Forma: książka papierowa
Wydawnictwo: Wydawnictwo Replika
Źródło: egzemplarz recenzencki
Jeśli czarny humor to tylko Iwona Czarkowska i jej seria opowieści o Zuzannie czy Alicji (no dobrze, może nie tylko, bo jest jeszcze kilku świetnych autorów tego gatunku, ale tę panią polecam zawsze i wszędzie).
Jakoś tak się zdarzyło, że przypadkiem trafiłam na jedną z powieści wyżej wspomnianej autorki- "Słomiana wdowa"- i od tego czasu staram się czytać wszystko, co wyszło spod jej pióra.

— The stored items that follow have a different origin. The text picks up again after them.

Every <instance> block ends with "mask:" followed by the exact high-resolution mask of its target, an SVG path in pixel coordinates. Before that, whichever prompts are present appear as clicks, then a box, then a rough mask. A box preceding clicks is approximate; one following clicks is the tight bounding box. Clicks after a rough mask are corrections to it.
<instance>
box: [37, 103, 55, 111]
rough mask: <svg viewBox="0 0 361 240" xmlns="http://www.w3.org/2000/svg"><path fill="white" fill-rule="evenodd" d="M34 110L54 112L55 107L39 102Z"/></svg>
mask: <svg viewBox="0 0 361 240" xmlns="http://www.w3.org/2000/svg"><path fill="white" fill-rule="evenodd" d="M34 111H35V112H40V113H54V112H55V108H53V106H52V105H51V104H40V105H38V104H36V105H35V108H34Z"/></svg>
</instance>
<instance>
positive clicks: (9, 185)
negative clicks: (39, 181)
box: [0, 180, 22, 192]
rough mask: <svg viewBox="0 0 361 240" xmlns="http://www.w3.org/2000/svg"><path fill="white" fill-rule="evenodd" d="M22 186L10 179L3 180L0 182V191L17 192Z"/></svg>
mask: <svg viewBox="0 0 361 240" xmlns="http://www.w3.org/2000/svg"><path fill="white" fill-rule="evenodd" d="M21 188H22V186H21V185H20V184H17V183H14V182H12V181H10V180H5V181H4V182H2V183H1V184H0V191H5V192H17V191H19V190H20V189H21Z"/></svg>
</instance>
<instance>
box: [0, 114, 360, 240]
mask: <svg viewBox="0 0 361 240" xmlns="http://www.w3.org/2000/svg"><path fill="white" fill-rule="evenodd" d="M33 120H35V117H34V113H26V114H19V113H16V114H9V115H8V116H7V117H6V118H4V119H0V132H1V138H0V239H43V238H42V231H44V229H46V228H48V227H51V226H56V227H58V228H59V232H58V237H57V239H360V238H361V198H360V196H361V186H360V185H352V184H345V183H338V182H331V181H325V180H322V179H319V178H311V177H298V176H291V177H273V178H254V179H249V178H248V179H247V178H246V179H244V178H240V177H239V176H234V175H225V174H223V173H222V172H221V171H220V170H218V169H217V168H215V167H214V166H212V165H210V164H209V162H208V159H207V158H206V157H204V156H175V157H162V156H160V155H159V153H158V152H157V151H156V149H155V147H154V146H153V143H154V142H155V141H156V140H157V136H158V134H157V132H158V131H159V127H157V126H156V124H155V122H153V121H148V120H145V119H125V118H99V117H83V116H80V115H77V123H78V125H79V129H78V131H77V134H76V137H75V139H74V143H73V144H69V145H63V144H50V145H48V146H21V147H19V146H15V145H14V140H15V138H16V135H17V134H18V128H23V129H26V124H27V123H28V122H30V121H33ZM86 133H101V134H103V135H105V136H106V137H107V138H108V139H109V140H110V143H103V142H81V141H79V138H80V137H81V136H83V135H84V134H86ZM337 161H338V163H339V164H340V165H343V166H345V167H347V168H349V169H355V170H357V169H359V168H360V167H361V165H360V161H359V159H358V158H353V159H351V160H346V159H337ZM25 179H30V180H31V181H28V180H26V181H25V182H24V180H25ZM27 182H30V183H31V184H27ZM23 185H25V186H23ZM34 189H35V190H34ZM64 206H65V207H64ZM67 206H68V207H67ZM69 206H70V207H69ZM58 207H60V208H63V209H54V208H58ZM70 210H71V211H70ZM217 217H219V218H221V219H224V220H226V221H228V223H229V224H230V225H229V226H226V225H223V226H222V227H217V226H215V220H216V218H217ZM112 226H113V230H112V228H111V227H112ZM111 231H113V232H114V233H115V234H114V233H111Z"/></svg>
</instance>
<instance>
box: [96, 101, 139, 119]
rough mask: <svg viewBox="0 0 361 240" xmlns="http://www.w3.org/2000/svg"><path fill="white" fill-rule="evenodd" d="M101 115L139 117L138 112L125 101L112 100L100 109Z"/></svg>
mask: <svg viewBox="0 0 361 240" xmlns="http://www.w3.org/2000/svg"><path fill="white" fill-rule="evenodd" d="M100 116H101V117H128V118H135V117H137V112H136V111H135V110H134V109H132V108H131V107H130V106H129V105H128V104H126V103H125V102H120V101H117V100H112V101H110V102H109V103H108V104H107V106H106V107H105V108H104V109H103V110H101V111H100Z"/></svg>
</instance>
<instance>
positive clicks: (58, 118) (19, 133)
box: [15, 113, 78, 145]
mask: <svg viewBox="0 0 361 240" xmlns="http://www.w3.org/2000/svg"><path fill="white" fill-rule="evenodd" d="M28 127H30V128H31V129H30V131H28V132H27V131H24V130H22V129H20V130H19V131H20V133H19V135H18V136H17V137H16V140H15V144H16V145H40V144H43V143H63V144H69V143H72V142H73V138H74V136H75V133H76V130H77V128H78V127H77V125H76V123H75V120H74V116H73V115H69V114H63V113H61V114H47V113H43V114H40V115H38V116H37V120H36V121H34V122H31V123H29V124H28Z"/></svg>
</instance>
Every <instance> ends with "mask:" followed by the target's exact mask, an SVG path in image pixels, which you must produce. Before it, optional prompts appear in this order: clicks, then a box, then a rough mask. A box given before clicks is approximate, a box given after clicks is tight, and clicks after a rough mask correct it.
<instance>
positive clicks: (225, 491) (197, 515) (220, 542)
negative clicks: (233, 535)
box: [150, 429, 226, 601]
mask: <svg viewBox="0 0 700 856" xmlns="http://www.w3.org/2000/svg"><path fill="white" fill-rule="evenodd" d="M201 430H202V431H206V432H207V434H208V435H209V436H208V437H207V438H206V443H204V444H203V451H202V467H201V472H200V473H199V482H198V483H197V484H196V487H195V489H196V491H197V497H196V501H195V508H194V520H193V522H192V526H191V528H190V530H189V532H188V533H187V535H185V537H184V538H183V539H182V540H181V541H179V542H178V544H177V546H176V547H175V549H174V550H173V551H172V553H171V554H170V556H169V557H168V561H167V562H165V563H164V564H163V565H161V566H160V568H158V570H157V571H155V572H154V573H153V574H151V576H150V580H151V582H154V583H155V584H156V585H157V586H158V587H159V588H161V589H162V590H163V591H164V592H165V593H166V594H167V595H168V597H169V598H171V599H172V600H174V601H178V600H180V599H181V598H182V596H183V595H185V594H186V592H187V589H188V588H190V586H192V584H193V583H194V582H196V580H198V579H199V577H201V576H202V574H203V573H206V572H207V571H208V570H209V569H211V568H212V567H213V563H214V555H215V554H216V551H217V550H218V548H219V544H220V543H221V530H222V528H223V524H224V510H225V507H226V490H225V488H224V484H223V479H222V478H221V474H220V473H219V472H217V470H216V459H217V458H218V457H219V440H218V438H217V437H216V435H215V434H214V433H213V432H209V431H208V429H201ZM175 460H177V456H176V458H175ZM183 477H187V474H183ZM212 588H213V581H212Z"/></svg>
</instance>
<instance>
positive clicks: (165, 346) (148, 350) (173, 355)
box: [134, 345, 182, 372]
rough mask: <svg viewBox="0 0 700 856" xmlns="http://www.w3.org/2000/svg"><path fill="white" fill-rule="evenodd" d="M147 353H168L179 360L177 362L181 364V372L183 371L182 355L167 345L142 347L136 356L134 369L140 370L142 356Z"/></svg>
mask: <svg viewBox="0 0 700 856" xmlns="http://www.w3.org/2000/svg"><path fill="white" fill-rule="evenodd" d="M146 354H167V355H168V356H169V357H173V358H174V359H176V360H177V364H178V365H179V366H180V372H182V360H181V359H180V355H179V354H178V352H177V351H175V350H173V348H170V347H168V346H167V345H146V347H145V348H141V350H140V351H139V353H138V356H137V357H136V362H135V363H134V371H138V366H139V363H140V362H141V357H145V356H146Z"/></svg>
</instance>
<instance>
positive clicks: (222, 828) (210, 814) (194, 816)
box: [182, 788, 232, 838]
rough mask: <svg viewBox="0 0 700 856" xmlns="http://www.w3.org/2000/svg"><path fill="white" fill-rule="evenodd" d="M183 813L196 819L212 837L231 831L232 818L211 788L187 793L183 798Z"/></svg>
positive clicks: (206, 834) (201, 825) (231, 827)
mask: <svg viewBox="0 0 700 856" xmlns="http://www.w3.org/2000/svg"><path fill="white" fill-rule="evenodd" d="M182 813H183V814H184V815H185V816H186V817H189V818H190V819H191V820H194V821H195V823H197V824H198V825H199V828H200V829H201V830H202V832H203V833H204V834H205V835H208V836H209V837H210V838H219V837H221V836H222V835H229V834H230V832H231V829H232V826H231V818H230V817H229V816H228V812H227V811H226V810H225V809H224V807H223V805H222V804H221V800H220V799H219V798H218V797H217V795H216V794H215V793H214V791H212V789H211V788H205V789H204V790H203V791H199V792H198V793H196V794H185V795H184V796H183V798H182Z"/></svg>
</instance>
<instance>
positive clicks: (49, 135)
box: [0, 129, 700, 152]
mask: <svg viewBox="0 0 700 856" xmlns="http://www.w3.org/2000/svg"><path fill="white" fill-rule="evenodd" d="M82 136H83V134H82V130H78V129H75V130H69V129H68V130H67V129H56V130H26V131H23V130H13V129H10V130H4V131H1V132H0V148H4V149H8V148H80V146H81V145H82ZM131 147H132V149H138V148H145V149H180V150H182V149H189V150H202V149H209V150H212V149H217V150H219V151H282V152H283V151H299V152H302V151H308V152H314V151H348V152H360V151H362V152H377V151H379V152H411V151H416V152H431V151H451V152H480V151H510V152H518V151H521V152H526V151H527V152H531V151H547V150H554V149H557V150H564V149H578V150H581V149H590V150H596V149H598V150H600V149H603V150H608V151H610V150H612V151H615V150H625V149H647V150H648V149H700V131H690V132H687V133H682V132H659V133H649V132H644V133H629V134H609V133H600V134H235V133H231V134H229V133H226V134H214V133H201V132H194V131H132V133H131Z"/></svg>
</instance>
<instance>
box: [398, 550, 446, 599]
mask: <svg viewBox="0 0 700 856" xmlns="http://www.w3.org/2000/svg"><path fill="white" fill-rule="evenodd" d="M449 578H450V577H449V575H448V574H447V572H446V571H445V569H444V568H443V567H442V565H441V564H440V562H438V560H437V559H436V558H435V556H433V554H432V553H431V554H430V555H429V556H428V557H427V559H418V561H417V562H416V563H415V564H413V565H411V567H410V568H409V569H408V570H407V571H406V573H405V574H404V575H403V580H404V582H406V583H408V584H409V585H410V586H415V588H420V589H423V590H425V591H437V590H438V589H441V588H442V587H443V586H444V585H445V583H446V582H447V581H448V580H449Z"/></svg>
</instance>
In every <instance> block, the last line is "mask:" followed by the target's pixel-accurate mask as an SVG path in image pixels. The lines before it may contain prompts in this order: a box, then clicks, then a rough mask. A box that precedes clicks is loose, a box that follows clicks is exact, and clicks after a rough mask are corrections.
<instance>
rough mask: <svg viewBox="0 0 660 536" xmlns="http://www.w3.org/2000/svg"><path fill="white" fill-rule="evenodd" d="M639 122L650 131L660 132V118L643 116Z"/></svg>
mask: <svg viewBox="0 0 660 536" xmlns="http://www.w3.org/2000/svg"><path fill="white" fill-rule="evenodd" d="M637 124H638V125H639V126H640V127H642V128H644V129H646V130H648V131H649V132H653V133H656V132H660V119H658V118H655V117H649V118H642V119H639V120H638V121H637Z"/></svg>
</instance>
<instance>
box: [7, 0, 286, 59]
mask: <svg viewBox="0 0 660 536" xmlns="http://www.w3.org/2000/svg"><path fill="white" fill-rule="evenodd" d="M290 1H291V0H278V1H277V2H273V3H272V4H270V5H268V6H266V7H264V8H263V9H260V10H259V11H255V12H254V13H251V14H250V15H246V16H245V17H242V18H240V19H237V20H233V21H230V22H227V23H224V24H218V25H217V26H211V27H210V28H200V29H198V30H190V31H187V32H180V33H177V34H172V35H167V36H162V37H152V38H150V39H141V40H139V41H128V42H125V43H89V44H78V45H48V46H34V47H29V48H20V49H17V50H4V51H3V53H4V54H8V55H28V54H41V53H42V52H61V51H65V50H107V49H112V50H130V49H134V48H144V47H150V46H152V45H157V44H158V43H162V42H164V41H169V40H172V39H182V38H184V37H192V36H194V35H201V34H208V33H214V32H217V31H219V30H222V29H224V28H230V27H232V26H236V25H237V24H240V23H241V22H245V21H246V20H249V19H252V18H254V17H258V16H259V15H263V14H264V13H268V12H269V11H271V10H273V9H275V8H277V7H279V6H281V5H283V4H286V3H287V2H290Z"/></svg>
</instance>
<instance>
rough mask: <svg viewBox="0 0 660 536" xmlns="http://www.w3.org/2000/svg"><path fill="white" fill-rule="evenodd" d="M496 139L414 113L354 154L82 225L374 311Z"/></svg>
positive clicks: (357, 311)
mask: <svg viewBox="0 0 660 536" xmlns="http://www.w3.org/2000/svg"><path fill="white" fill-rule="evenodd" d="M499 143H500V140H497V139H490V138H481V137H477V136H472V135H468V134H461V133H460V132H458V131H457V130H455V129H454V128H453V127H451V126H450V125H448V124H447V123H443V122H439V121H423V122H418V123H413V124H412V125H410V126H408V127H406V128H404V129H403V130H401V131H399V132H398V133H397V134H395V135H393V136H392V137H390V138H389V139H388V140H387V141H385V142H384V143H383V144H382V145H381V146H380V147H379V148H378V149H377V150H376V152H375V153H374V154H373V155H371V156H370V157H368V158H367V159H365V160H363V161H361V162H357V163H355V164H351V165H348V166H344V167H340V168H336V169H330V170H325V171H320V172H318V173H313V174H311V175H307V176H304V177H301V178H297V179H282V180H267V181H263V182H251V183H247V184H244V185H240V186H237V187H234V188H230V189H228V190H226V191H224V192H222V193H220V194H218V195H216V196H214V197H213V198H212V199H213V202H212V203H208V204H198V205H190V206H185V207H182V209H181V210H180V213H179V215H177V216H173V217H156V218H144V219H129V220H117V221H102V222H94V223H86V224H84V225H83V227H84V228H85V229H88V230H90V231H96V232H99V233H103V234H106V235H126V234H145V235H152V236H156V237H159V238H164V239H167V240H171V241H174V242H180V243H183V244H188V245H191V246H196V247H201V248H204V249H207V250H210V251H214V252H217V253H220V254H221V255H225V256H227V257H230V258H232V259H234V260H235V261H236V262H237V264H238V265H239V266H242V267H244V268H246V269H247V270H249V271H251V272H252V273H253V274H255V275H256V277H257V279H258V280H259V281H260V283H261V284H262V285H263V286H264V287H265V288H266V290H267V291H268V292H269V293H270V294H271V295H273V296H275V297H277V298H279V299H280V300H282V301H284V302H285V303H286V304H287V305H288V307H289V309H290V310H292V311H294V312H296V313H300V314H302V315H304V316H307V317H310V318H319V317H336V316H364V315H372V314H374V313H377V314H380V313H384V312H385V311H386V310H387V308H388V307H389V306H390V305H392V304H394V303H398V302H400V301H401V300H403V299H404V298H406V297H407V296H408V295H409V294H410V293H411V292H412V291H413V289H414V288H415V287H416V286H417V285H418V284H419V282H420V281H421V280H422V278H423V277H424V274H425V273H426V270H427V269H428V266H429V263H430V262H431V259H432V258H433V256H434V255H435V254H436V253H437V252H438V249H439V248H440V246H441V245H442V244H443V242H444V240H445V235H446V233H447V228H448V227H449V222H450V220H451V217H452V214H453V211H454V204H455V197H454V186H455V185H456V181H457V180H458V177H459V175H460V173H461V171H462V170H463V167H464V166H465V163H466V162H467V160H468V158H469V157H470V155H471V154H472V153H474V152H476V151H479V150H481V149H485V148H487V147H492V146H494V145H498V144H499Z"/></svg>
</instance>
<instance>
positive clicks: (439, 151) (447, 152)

Dziś recenzja "Panny z monidła" czyli drugiego tomu w którym główne skrzypce gra Alicja, Zuzanna zaś jest tłem (którego, jak już pisałam wcześniej, przy okazji recenzji "Wesołej rozwódki", I tomu- wcale się nie spodziewałam.
I tym razem nasza główna bohaterka oraz jej znajoma (Zuzanna) staną się uczestniczkami czegoś dziwnego. A jak to się zaczęło? Przeprowadzką!
Alicja w momencie gdy rozwodziła się z mężem wiele wsparcia dostała od przyjaciółki. Dlatego gdy zostaje poproszona o zajęcie się jej mieszkaniem podczas wyjazdu- zgadza się. Nie spodziewa się jakie to będzie mieć skutki i co się wydarzy.
Już na samym początku pojawia się zaskoczenie- wraz z nimi w pięknym domu zamieszkuje również apodyktyczna i dziwna gosposia. W ferworze przeprowadzki Alicja nie słyszy również radiowej informacji o kradzieży obrazu z muzeum. Kto zgadnie co dalej?
Ach! Lektura była przyjemnością. Czytało się lekko, miło. Książka wesoła i warta polecenia. Co wydarzy się w kolejnym tomie? Ja już nie mogę się doczekać tego aż się dowiem.